Vision of Clarice Lispector Carlos Drummond De Andrade

In December it is the tenth anniversary of the death of Clarice Lispector in 1977, the same year her novel The Hour of the Star was published. Born in the Ukraine in 1925, Lispector was brought up in Recife, Brazil; she published her first novel in 1944 to critical acclaim, and was one of the most distinguished of contemporary Brazilian writers. It is fitting that she should be memorialized by Brazil's greatest twentieth-century poet, Carlos Drummond de Andrade (1902-1987), in a poem from his volume Spring Discourse (1977).


Clarice
issued from some mystery and departed for another.

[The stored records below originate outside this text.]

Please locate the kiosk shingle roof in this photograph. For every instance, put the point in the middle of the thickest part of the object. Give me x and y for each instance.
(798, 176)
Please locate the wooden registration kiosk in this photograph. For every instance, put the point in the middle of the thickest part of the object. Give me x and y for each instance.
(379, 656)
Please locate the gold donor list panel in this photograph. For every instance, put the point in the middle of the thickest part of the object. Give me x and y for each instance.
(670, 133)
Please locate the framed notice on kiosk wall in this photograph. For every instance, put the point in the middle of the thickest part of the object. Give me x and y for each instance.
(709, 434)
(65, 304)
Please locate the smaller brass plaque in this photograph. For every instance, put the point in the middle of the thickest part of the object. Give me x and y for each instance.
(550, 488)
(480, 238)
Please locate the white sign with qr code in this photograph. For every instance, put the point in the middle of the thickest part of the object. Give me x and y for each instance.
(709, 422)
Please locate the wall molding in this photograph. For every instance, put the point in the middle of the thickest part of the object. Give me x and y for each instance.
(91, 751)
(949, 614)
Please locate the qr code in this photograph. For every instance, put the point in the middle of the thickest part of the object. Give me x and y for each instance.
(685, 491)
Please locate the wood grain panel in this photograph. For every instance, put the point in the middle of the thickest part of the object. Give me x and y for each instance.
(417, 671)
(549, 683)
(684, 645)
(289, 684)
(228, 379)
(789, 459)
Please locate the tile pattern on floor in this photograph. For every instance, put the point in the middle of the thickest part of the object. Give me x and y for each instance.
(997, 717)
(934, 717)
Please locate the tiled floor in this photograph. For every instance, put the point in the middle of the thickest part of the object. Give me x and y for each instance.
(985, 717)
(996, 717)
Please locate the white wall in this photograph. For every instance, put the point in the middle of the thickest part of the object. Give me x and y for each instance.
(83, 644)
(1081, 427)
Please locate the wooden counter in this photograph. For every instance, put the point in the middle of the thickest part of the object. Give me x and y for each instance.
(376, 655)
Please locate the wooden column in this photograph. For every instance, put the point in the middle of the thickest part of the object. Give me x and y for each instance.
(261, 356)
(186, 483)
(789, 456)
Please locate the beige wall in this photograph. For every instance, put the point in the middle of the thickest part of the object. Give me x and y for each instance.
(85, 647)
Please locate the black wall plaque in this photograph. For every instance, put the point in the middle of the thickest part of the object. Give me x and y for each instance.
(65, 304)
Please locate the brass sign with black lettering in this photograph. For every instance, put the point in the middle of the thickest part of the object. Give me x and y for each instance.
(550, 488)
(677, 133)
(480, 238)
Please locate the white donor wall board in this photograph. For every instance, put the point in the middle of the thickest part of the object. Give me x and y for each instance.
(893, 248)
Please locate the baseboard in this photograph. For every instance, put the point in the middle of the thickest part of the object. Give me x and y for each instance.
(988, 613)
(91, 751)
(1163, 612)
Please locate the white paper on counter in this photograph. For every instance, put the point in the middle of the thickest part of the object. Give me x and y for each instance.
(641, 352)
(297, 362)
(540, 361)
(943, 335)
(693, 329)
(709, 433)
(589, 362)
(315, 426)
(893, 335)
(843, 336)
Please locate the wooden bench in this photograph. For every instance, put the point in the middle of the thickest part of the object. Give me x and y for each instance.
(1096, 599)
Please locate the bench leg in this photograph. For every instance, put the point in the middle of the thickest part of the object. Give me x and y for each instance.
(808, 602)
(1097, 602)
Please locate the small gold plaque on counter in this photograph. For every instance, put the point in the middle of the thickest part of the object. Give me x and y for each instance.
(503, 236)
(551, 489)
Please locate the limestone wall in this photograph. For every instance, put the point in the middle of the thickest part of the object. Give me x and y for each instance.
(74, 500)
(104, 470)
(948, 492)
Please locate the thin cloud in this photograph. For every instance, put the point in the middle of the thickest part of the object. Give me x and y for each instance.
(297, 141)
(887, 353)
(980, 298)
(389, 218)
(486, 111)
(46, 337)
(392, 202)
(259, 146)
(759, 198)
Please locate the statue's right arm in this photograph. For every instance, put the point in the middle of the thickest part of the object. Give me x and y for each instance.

We cannot fathom its essence.
The mystery was not essential,
it was Clarice travelling inside.

It was Clarice stirring in the lowest depths,
where the word appears to find
its true meaning, portraying mankind.

What Clarice expressed, what Clarice
lived for us in the form of a story
in the form of a dream of a story
in the form of a dream of a dream of a story
(in the middle was there a cockroach
or an angel?)
we can neither repeat nor invent.
These are things, gems peculiar to Clarice
we use on loan. She is mistress of all.

Clarice was no cliché,
identity card or portrait.
Di Chirico painted her? Of course.
But the clearest portrait of Clarice
is obscured ...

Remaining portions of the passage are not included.